Sinister

Crítica de Carlos Schilling - La Voz del Interior

Toda imagen es terrible

Una de las películas más recordadas del año pasado es Súper 8, que desde su mismo título rendía homenaje a esta tecnología casera de filmación a través de las aventuras de un grupo de niños cineastas. En Sinister, vuelve a aparecer este artefacto ya perimido de la historia de la tecnología y también se lo asocia con niños, aunque ahora su signo no es la vitalidad creativa sino la muerte.

Todo empieza con un tópico del género de terror: un escritor (Ethan Hawke) que investiga crímenes reales se muda con su esposa y sus hijos a una casa donde cuatro integrantes de una familia fueron ahorcados en un árbol del parque y una hija desapareció.

El escritor encuentra un proyector de Súper 8 y varios rollos de películas en una misteriosa caja que aparece en el ático. Las cintas muestran escenas de crímenes cometidos en distintas décadas, de 1960 hasta el presente, con un elemento común: las víctimas siempre son familias.

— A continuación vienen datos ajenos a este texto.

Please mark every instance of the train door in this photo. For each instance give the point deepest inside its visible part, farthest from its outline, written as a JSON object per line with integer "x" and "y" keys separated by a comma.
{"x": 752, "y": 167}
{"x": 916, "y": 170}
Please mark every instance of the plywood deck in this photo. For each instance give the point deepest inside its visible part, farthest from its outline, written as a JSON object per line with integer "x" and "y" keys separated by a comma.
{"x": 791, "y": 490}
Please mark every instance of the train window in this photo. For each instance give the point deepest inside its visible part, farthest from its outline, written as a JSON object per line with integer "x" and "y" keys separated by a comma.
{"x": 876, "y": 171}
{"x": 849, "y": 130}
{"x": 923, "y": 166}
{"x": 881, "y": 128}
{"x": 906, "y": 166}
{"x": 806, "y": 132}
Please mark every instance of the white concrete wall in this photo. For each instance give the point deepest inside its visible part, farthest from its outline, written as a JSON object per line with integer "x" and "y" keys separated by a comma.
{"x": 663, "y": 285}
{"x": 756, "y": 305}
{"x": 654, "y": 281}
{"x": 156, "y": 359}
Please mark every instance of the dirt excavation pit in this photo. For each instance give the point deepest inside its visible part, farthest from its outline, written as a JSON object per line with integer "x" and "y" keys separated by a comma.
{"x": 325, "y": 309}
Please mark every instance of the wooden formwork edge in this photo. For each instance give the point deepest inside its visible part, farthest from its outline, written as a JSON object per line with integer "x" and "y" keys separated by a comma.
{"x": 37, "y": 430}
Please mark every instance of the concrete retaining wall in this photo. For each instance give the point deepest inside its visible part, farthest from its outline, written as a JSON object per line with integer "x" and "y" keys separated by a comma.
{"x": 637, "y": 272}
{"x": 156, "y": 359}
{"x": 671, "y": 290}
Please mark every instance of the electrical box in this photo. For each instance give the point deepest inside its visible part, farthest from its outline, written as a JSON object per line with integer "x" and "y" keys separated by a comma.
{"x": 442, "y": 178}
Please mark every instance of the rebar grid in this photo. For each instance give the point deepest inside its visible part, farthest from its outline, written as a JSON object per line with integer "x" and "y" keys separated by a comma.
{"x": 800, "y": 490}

Pese a que se ha cuidado de decirles a su esposa y a sus hijos que la casa donde se mudaron también tiene un historial sangriento, las perturbaciones no tardan en manifestarse. El niño mayor vuelve a sufrir pesadillas y episodios de sonambulismo (y aquí vale la pena abrir un paréntesis para destacar que uno de esos episodios genera la mejor escena de miedo de los últimos años), mientras que la niña empieza a dibujar figuras extrañas en las paredes de su pieza.

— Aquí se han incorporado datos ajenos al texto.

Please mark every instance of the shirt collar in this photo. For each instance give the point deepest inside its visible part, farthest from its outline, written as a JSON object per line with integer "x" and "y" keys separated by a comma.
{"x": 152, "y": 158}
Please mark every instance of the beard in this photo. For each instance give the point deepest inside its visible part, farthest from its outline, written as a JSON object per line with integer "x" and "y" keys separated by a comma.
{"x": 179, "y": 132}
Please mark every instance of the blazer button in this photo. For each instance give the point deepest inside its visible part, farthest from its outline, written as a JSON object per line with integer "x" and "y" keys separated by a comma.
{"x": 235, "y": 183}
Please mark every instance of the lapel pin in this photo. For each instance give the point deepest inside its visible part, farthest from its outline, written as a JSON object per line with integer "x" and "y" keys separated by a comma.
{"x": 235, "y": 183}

Entre la múltiples virtudes que presenta Sinister, hay que señalar el tiempo exacto que se toma el director Scott Derrickson (El exorcismo de Emily Rose) para desarrollar los personajes en profundidad, de modo que sus angustias y sus frustraciones resultan palpables, como si se tratara de personas reales y no simples marionetas de un juego macabro. En ese sentido, la presencia de Ethan Hawke es fundamental.

Otra virtud es el guion, que consigue fusionar una versión mitológica del hombre de la bolsa con un drama familiar y con la actualización de una idea supersticiosa e iconoclasta de los primeros cristianos que creían que las imágenes eran puertas por las que el demonio entraba en el mundo.

A esos dos rubros principales -actuación y guion- se les suma una banda sonora perfecta y una ambientación tal vez demasiado convencionalmente oscura, aunque matizada por visiones sutiles que la animan por momentos y que marcan con un trazo de luz espectral la ilusoria línea entre lo familiar y lo siniestro.